Don't overrate illegial orders. Most officers will never see one.
I would state that a JO thinking "outside the box" in most fast paced operational tempos would be quickly summoned to the CO's stateroom. The daily DH meeting or weekly training meeting, perhaps, but during an unrep or during flight ops, the JOs job is , safety issues aside, to follow established procedures and obey orders. Perhaps, the next day during the hot washup, a criticism might be appropriate, but not during the operation itself. During shipboard flight ops, often all the senior officers might be out flying and the young LTjg SDO might find himself in charge, standing in front of the ship's CO. My policy was to tell the SDO to develop a plan with which he was comfortable and go with it, every one else was to follow along.
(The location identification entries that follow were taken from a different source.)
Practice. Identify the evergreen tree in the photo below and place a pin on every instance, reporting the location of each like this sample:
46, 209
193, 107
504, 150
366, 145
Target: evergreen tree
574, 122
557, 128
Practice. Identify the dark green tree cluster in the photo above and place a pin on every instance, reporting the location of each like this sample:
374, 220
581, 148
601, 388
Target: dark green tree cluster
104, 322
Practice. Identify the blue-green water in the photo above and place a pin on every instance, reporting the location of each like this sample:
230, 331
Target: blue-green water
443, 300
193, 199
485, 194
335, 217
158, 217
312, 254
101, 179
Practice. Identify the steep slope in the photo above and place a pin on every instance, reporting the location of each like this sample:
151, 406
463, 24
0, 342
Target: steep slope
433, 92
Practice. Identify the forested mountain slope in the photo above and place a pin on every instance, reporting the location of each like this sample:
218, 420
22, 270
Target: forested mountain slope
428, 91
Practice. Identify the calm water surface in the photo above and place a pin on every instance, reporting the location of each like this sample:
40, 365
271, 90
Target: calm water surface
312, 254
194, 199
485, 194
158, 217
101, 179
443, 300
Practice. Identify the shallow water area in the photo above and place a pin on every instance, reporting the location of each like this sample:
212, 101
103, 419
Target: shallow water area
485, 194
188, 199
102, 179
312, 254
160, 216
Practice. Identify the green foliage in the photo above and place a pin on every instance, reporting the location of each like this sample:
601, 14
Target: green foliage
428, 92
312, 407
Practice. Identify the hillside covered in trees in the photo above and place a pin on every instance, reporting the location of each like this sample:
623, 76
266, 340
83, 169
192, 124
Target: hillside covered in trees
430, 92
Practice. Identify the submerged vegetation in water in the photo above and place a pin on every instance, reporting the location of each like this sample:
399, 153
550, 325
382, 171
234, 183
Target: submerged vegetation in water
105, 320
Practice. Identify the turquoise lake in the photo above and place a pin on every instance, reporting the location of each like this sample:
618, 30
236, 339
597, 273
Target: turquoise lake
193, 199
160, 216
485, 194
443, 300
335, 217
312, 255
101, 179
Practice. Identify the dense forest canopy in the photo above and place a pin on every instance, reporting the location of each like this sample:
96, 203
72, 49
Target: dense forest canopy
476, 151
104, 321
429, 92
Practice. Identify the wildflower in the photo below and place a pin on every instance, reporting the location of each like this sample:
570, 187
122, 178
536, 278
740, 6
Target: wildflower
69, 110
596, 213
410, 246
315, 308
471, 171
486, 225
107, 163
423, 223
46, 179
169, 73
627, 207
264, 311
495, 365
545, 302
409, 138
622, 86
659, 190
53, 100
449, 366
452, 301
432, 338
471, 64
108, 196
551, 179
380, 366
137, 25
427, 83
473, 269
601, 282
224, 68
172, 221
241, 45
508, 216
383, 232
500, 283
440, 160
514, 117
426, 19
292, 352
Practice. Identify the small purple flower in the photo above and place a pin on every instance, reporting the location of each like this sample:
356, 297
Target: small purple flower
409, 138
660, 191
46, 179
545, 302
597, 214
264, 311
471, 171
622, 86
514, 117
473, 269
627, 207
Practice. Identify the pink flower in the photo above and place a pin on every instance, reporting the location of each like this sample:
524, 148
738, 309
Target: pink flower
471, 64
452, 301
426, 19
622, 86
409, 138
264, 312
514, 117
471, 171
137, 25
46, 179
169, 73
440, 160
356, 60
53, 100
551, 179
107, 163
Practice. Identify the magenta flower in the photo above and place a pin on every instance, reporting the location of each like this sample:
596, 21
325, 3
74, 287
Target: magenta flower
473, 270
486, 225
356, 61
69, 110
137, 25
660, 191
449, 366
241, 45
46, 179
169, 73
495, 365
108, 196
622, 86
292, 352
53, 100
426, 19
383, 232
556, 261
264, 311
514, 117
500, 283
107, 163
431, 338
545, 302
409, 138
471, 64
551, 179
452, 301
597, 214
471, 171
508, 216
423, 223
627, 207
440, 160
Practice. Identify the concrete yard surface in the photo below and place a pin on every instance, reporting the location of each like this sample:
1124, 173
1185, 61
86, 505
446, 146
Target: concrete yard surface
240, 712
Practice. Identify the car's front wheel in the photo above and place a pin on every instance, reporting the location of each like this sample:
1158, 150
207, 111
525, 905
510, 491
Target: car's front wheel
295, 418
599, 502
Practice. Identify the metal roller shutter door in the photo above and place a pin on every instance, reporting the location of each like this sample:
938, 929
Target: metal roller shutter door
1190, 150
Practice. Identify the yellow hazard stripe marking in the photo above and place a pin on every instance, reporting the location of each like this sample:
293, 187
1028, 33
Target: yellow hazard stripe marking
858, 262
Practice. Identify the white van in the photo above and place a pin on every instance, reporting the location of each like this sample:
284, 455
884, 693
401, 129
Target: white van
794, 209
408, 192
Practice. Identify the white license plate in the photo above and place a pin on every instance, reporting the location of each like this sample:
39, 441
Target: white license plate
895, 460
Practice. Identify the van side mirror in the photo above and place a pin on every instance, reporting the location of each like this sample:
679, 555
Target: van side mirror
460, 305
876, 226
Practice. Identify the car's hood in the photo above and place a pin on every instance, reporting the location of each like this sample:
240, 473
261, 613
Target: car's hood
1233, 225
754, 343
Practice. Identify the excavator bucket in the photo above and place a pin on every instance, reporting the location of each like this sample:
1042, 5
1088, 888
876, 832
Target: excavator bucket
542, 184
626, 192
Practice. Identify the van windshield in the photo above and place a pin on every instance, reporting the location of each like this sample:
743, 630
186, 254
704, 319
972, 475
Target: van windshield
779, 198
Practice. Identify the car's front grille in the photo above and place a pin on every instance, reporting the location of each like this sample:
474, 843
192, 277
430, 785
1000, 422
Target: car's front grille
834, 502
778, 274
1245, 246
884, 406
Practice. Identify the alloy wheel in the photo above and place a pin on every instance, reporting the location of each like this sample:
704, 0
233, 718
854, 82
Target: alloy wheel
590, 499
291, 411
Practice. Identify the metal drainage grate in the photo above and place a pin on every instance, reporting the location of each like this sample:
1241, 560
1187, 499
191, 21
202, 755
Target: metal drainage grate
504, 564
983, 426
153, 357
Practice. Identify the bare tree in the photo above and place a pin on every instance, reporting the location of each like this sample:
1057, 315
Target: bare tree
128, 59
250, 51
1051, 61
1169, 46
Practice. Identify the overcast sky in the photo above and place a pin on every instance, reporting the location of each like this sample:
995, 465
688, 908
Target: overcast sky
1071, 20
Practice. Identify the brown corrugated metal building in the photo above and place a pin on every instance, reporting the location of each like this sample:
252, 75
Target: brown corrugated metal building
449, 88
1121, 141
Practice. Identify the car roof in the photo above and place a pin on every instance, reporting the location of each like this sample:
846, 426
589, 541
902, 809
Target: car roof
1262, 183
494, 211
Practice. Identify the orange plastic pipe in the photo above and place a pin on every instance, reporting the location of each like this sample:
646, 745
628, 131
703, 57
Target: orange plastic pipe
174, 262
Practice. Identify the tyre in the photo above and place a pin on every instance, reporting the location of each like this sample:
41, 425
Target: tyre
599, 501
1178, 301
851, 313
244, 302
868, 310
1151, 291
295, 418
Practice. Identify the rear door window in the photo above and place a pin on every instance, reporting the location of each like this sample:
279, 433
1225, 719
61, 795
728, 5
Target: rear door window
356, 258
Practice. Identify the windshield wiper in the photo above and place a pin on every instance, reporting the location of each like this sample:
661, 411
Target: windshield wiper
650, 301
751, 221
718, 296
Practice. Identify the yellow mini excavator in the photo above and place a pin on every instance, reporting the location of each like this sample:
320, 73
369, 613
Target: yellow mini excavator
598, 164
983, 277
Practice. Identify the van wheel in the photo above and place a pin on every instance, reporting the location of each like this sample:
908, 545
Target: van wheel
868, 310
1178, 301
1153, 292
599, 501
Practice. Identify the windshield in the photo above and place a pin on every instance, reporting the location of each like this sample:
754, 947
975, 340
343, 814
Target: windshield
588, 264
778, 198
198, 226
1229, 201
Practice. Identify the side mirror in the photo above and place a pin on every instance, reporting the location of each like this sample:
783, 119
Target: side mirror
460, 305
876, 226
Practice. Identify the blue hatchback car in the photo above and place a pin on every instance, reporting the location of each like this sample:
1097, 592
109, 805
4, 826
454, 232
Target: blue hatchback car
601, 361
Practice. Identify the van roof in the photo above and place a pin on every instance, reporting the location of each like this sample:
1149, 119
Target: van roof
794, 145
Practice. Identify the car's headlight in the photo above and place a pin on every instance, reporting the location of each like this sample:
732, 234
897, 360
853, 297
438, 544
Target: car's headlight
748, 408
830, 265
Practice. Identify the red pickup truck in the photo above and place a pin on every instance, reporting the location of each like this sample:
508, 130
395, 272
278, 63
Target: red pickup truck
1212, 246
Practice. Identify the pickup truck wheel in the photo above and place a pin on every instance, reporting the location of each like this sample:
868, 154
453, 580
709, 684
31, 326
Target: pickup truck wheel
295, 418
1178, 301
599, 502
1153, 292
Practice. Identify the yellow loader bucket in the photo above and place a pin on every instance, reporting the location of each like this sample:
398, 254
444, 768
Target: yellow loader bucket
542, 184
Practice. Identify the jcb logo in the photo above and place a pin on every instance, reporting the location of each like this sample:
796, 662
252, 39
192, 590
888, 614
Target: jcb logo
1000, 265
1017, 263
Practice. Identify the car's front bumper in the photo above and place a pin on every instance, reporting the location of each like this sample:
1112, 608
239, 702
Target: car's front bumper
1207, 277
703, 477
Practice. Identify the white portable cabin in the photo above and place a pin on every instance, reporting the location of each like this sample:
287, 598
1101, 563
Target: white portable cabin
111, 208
I firmly believe that there is one absolutely perfect response, one entirely wrong, and 98 in between which have varying degrees of correctness, some moreso than others but all doable. Pick a plan and go with it. Critique it the next day. In this situation, "thinking outside the box" is synonomous with "second guessing". Nothing will bring an exercise to an embarassing standstill quicker.
There is an old adage, "Order, counter order, disorder" by which the Marines live. We could all probably do well to also learn from it.
Mids I have talked to over the past few years have all stated that the memorization of the Laws is still required. Maybe some have not grasped the correlation between commiting them to memory and living by them, as you have outlined in your first paragraph.